Elle peut faire ça, maintenant ? Ce n'est pas comparable à un aveu ?
Emerens vient d'écarquiller les yeux, pris au dépourvu aussi. Son expression est le miroir de la mienne. Ce qui n'est pas très glorieux, soit dit en passant, mais vu que tout le monde est surpris, je pense qu'on peut passer ce point de détail.
D'ailleurs, même l'Ultime Artiste fronce les sourcils depuis sa chaise. Avec un léger sourire railleur.
« Attention à ce que tu dis, Louna, ça peut très bien être le mot de trop...
— Il s'agit d'une observation que tout le monde aurait pu faire, siffle Louna, glaciale. Du moins, ceux assez observateurs pour suivre de près les comportements de l'Ultime Théoricien. Dites-moi, elle crache en se penchant sur nous les survivants, qui est assez con pour tomber amoureux d'une personne dont il sait qu'elle va mourir ? »
Bah merci, hein, j'apprécie toujours ce genre de douloureuse précision ?
Merci de bien vouloir me rappeler que les morts d'Alannah et d'Ibrahim étaient prévues et que celle de Sachiko restait très probable, j'apprécie toujours.
Sauf qu'en attendant, l'argument semble avoir fait son chemin. Emerens s'est pris le menton entre les doigts, et Moanaura et Seo-jun ont un échange silencieux. Ce dernier fronce les sourcils, en proie à une profonde réflexion ; Moanaura, quant à elle, lève la tête vers le siège de la Scénariste.
« Comment ça prouve quoi que ce soit ?!? Nako est morte aussi, je te signale !
— La mort de Nako était un artefact imprévu, lâche Louna avec un certain dégoût. Par contre, celles d'Alannah et d'Ibrahim étaient figées dans l'encre. Et puisque Monokuma a eu accès à mon scénario, la seule chose qui vous a permis de ne pas trop prendre cher les quatre premiers Chapitres, quelqu'un de situé au-dessus de lui en aurait forcément eu connaissance aussi, n'est-ce pas ?!? »
Elle marque un point, là.
Un point que visiblement, Moanaura ne peut pas contester, vu qu'elle se contente de grommeler dans sa barbe. Alors que l'Ultime Artiste, lui, se contente de hausser les épaules.

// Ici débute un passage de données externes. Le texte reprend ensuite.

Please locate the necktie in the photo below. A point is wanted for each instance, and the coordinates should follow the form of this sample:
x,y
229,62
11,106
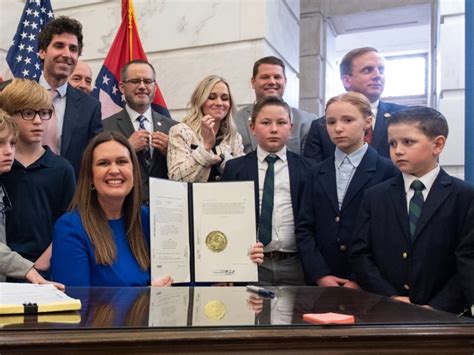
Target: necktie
x,y
265,224
345,171
369,134
146,151
50,137
416,204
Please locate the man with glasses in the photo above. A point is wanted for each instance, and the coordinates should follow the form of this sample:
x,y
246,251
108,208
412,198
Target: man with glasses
x,y
146,129
77,116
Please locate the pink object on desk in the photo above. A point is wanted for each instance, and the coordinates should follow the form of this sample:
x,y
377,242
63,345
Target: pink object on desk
x,y
328,318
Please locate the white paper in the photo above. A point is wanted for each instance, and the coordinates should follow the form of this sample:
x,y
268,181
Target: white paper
x,y
169,224
222,306
169,307
14,295
229,208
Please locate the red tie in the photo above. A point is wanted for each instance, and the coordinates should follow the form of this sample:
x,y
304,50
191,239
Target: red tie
x,y
369,135
50,136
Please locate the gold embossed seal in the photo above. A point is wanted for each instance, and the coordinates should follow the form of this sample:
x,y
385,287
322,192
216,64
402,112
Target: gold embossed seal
x,y
216,241
214,310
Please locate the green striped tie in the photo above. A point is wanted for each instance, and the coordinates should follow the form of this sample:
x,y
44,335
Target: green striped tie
x,y
416,204
266,212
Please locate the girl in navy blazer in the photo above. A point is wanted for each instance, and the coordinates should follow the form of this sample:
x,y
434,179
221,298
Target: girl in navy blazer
x,y
333,194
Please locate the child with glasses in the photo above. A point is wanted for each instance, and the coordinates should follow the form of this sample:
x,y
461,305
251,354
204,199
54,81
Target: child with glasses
x,y
40,184
11,263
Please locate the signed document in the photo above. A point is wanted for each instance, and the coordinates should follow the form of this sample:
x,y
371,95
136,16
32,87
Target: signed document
x,y
224,231
202,232
222,306
169,228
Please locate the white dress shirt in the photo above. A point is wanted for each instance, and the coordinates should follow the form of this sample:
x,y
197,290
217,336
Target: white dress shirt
x,y
346,166
427,180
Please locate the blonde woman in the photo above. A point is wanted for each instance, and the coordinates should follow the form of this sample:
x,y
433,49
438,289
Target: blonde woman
x,y
207,138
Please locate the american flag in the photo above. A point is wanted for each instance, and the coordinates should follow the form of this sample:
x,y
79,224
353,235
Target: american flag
x,y
125,47
22,57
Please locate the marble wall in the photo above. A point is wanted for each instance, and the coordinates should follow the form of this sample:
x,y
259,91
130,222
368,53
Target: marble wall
x,y
187,39
451,85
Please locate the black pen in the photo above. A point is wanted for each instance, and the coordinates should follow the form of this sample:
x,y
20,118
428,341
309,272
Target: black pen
x,y
261,291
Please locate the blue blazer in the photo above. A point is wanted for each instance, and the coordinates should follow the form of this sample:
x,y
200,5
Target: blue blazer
x,y
245,168
385,261
323,232
319,146
82,121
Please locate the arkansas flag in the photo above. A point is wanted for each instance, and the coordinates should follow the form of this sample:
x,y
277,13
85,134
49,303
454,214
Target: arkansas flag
x,y
126,47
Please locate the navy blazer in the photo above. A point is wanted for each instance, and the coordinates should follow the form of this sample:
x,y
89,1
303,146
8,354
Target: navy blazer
x,y
82,121
323,232
121,122
245,168
385,261
319,146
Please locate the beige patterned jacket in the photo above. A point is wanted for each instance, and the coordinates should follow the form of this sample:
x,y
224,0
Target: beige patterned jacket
x,y
189,161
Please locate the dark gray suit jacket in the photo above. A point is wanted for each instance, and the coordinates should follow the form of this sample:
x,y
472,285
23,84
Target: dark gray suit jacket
x,y
122,123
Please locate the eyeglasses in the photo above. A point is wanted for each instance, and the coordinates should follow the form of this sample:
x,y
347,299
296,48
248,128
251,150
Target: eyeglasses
x,y
29,114
137,82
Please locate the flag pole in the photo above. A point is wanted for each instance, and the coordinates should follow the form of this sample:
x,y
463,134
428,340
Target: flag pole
x,y
130,27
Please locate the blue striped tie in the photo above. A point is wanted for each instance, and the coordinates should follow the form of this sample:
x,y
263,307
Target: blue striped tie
x,y
146,151
265,224
416,204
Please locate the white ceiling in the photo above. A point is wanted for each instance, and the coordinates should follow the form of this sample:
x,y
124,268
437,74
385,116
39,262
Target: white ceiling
x,y
413,15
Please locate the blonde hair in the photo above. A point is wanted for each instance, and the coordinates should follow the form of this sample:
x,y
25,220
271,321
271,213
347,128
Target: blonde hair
x,y
355,99
227,130
7,125
22,94
93,217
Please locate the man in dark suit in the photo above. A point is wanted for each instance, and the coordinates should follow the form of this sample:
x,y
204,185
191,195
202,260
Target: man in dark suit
x,y
77,115
271,126
146,129
363,71
414,235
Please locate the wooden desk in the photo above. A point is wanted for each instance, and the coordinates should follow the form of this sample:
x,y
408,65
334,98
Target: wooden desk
x,y
123,320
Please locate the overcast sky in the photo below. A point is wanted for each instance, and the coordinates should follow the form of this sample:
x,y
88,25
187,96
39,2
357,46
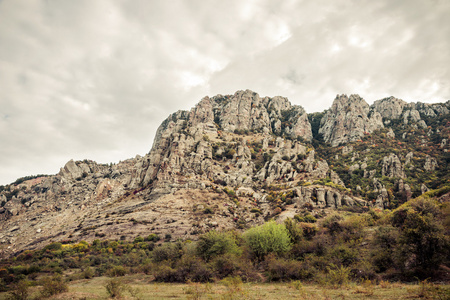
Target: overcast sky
x,y
94,79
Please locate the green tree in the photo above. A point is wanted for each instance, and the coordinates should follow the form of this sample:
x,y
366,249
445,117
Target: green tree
x,y
215,243
268,238
423,242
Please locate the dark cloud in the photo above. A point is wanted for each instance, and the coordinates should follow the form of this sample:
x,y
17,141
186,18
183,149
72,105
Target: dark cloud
x,y
94,79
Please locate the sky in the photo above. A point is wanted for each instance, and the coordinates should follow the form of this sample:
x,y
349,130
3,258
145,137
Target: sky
x,y
94,79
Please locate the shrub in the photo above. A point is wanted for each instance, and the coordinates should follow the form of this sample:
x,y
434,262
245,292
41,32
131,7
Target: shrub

« C'est vrai que ce serait con que mon boss n'ait pas tous les éléments de boulot, surtout dans une démonstration aussi pointue...
— Et même en présence d'un sacré cœur d'artichaut, n'est-ce pas, Thibault, renchérit Louna, il y a un blocage non négligeable quand tu sais que la personne va forcément mourir. Blocage que visiblement, un certain imbécile se jetant à corps perdu dans ses relations ne possédait pas. »
Mes dents se serrent.
La canne d'Ansgar commence sérieusement à me démanger, là.
« Tu veux pas fermer ta gueule, un peu ?
— À ta guise, soupire Louna. De toute façon, j'ai posé mon argument. »
Ouais. Il pique, il me donne des sacrées envies de meurtre premier degré, mais il se tient. Visiblement, Seo-jun semble grandement rassuré de diminuer les soupçons, peu importe la manière. Pas Moanaura, par contre, vu que son regard va de lui à Emerens dans un geste presque trop nerveux, mais j'imagine que je ne peux pas lui en vouloir, si jamais elle est innocente.
Parce qu'il ne lui reste que ces deux-là.
Seo-jun ne s'en rend sûrement pas compte. Mais c'est le cas pour lui aussi. Et même chose pour Emerens.
Maintenant qu'on a éloigné la culpabilité de moi, les options se resserrent.
Et pourtant, il n'y en a pas un qui proteste.
« ... Admettons, finit par dire Emerens. Cela signifie que les seules possibilités de coupable, ce sont Moanaura, Seo-jun... Et moi.
— C'est plus ou moins ça, je grommelle, essayant de ne pas regarder Louna. Et là, malheureusement, ça devient un peu plus tendu. »
C'est là que je vais avoir besoin d'eux. Pour comprendre ce qu'il se passe, essayer de débusquer les contradictions. Ou les mettre au pied du mur pour forcer une phrase malheureuse.
Est-ce que l'un d'entre eux va se trahir tel Veikko Lajunen ou Yuuki Maeda ?
Je n'ai vraiment pas envie de le voir. Pourtant, il le faut.
« Tu dois bien avoir des suspects, grimace Moanaura. Des gens qui le sont plus que d'autres... »
Ce disant, elle se tourne vers Seo-jun, puis Emerens. Aucun des deux ne lui rend son regard.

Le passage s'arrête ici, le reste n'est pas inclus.